Online Book Reader

Home Category

Sisterhood Everlasting - Ann Brashares [27]

By Root 564 0
She put the paper down on the coffee table. Carmen watched her walk up the stairs. She watched Lena grimly put the contents of the suitcase back inside and close it. Carmen put her head on the table. No one made a sound.


After that, as far as Bridget was concerned, Lena had disappeared. Even as she stood in the middle of the room, holding the phone to call the cab to take them from the bottom of the hill to the airport, she was gone. She had become a black hole of a person, but not the kind that pulled you in.

In a completely unfair way, Bridget wanted Lena to drop all that and help her. She’d gotten used to Lena’s coming to her when she was in distress. Fate had been kind to them before this, doling out traumas not all at once but one at a time, so that whenever something awful was happening to one, the others were there to help. The explosions came at them from the outside while they huddled together for protection.

This explosion came from the middle of the huddle. This was an inside job.

After the letter, Bridget saw Carmen as a stranger. Her voice a little too loud, her teeth a little too white, her collarbones jutting out too far. Was this what she really looked like now? How powerfully memories could soften a face. How beautiful love could make a friend’s face. You could recognize its power when it was gone.

For some reason Bridget thought numbly of the old apartment on Avenue C. For two and a half years they had paid rent below the market rate. It had crept up only slowly, by tiny increments, thanks to three decades of rent stabilization enjoyed by dozens of impoverished hipster tenants before them.

And one day the landlord sent in two Nicaraguans in weight-lifting belts to tear out their perfectly shabby little kitchen. For three weeks they were left with a dank cavity and a bunch of chopped-off pipes and wires stumped like snakes looking for their heads. Eventually the grumpy superintendent sealed up the hole with cheap new appliances and cupboards, all plastic and composite board. For that honor, they got their rent doubled all at once, a so-called fair market rent.

The next month they’d moved out. It was the end of an era. Tibby had moved in with Brian in Long Island City. Bridget spent an itinerant year on couches or floors or house-sitting or sub-subletting before she began her slow trek to San Francisco. Carmen roomed with the bulimic paralegal uptown. Lena got a better teaching job and mostly stayed in Providence. The thing you had had and loved and taken for granted caught up with you all at once and for no sensible reason suddenly cost more than you could afford.

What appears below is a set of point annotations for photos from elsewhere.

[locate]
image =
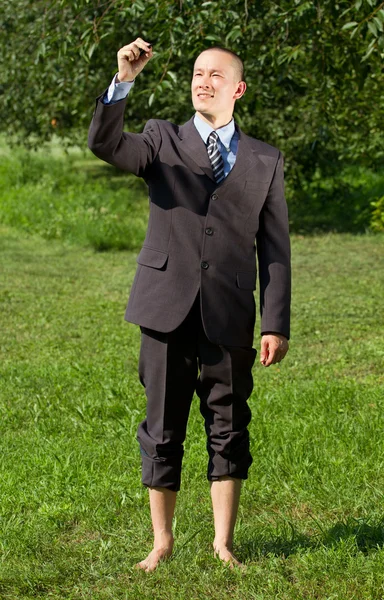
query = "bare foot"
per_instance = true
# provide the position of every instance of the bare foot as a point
(226, 556)
(153, 559)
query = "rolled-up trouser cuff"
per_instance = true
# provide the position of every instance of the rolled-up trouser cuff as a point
(164, 473)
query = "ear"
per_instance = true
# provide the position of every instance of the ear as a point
(240, 90)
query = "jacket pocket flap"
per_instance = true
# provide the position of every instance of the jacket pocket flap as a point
(149, 257)
(246, 280)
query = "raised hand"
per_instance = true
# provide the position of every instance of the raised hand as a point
(131, 59)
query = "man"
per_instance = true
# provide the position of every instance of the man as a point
(216, 198)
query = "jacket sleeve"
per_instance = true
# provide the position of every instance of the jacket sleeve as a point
(273, 251)
(133, 152)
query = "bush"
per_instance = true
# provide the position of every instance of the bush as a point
(72, 197)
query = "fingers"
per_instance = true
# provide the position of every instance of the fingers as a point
(132, 51)
(273, 349)
(132, 58)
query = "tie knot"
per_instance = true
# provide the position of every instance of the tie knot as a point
(213, 137)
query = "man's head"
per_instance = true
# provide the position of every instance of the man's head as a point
(217, 83)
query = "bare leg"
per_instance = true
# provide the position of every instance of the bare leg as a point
(225, 494)
(162, 502)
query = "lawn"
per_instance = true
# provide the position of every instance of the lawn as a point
(73, 515)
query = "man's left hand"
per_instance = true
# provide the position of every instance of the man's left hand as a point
(273, 349)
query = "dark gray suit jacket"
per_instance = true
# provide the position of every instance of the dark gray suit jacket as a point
(203, 236)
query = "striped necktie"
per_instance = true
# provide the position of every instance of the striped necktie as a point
(215, 157)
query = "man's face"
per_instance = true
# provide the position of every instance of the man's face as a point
(215, 83)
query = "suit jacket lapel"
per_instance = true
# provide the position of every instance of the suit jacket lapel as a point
(246, 159)
(194, 146)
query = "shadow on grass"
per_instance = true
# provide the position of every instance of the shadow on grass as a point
(366, 537)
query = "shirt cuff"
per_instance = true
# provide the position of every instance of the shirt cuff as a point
(117, 91)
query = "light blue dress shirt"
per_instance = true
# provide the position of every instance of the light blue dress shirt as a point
(228, 136)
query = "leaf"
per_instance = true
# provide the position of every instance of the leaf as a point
(368, 54)
(91, 50)
(379, 24)
(172, 75)
(212, 38)
(349, 25)
(372, 28)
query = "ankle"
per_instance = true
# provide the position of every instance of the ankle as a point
(221, 543)
(163, 539)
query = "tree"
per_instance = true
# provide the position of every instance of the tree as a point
(314, 70)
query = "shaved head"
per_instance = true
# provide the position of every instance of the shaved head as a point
(237, 62)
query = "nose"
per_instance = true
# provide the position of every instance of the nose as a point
(203, 82)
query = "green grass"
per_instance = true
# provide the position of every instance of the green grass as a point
(72, 197)
(73, 515)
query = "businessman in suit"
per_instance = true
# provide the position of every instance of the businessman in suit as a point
(216, 205)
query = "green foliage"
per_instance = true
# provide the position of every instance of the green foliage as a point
(74, 518)
(70, 198)
(314, 70)
(377, 218)
(75, 197)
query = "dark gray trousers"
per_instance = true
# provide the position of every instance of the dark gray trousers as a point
(172, 367)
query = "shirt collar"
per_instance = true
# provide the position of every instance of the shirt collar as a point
(225, 133)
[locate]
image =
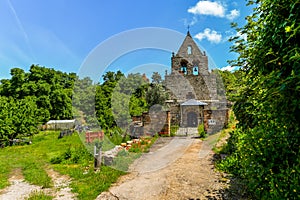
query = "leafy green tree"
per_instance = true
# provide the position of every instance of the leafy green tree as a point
(266, 144)
(156, 95)
(156, 78)
(18, 118)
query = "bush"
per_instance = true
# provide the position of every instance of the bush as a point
(201, 131)
(174, 129)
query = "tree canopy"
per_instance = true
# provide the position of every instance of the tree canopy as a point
(265, 147)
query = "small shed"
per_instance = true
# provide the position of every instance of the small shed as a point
(61, 124)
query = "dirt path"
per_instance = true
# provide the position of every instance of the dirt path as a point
(19, 189)
(182, 169)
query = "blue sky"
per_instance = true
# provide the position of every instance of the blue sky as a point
(60, 34)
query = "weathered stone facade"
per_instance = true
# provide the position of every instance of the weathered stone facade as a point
(191, 79)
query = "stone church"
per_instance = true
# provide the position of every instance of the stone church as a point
(195, 94)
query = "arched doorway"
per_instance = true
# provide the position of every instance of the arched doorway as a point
(192, 119)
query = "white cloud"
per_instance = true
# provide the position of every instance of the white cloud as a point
(243, 36)
(228, 68)
(208, 8)
(233, 14)
(191, 22)
(214, 9)
(210, 35)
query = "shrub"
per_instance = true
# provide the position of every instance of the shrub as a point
(201, 131)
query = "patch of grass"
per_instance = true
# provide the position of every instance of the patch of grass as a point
(39, 196)
(72, 158)
(35, 174)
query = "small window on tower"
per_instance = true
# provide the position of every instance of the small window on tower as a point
(189, 50)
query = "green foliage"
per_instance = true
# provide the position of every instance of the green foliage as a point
(201, 131)
(18, 118)
(34, 173)
(39, 196)
(156, 95)
(265, 147)
(29, 99)
(230, 81)
(35, 158)
(173, 130)
(72, 155)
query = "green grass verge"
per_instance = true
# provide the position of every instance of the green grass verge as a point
(72, 159)
(39, 196)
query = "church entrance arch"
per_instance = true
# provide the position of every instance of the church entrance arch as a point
(192, 119)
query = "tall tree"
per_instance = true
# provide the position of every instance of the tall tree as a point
(266, 144)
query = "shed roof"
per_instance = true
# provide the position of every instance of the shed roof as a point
(61, 121)
(193, 102)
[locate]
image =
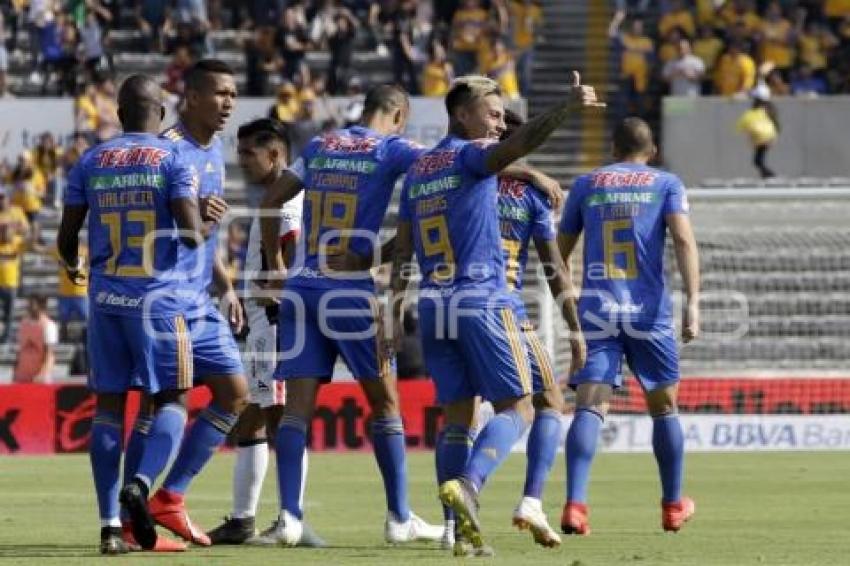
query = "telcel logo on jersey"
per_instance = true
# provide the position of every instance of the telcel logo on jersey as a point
(621, 308)
(113, 300)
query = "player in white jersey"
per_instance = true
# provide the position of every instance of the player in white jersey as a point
(262, 150)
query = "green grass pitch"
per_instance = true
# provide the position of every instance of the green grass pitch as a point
(768, 508)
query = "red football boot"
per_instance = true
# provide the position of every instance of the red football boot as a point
(169, 510)
(675, 515)
(575, 519)
(163, 544)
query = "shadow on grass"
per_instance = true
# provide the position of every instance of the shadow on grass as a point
(47, 550)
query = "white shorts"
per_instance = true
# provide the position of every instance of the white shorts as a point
(261, 359)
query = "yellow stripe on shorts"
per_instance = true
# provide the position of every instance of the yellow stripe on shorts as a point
(184, 355)
(541, 357)
(518, 350)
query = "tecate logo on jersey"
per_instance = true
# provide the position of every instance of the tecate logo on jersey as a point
(113, 300)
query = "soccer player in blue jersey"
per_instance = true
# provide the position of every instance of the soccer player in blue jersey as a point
(348, 177)
(525, 215)
(625, 211)
(209, 101)
(132, 187)
(470, 336)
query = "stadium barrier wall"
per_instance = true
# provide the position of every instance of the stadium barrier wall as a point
(700, 140)
(718, 414)
(25, 119)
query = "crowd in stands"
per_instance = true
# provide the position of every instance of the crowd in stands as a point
(67, 43)
(729, 47)
(67, 48)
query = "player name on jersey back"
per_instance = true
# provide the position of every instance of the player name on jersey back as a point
(128, 185)
(622, 208)
(450, 198)
(348, 177)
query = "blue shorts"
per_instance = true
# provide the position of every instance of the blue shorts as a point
(650, 351)
(476, 352)
(542, 374)
(213, 348)
(125, 353)
(315, 326)
(159, 354)
(73, 308)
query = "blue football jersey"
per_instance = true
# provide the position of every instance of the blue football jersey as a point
(524, 213)
(348, 176)
(451, 201)
(128, 184)
(206, 164)
(621, 209)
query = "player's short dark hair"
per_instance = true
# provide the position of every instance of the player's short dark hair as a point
(264, 131)
(197, 75)
(512, 123)
(465, 90)
(139, 99)
(385, 98)
(633, 136)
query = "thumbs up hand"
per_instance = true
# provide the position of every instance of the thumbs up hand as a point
(583, 96)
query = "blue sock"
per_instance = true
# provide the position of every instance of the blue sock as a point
(668, 443)
(493, 445)
(162, 442)
(136, 446)
(454, 445)
(134, 450)
(581, 447)
(543, 441)
(105, 449)
(203, 439)
(388, 442)
(290, 444)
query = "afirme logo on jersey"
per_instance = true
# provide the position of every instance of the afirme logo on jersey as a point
(113, 300)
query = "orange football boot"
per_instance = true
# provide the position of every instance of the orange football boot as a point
(169, 510)
(675, 515)
(163, 544)
(575, 519)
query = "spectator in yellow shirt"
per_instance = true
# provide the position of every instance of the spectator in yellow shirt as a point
(29, 188)
(678, 17)
(14, 230)
(502, 69)
(437, 74)
(815, 44)
(776, 38)
(469, 27)
(47, 157)
(669, 49)
(708, 47)
(836, 9)
(735, 73)
(706, 12)
(741, 13)
(85, 113)
(286, 107)
(761, 124)
(637, 49)
(526, 16)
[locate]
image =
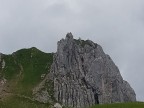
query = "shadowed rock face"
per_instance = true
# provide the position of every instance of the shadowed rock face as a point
(84, 75)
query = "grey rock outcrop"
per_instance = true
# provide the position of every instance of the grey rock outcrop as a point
(83, 75)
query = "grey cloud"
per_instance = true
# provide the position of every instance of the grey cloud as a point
(117, 25)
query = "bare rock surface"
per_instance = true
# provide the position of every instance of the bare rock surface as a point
(83, 75)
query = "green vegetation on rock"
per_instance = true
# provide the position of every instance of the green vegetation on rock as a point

Bridget paced the living room of Lena’s grandparents’ house, waiting for it to be time to pace somewhere else. She couldn’t stand the hurt and disappointment she would see on Carmen’s face if she looked at her. She’d rather jump into the cauldron after Tibby than have to look at the things Carmen needed from her. Please let’s all love one another. Please let us act like it’s the same. Please let’s act like we still believe in us.

There was one time at the end of that terrible last day when Bridget’s eyes did drag across Carmen’s, but she didn’t see what she was expecting to see. It was a different blow. Carmen’s eyes were as dead as Bridget’s; they weren’t asking for anything at all. And maybe not seeing Carmen’s neediness was even worse than seeing it and disappointing it. Maybe Carmen didn’t believe in them anymore either.

Tibby, who was not fond of change, had once told Bridget that the present, no matter what it brought, couldn’t change the past. The past was set and sealed.

But that wasn’t true. Now every time Bridget glanced behind her, the past, whether near or distant, opened and morphed and reset into images and uncertainties she’d never even thought of. If this could happen to Tibby, then nothing about their friendship, about their past, could be trusted. It seemed ironic to disagree with Tibby at such a time, but she didn’t believe their past anymore and was extra sorry that Tibby herself had been the one to prove its frailty.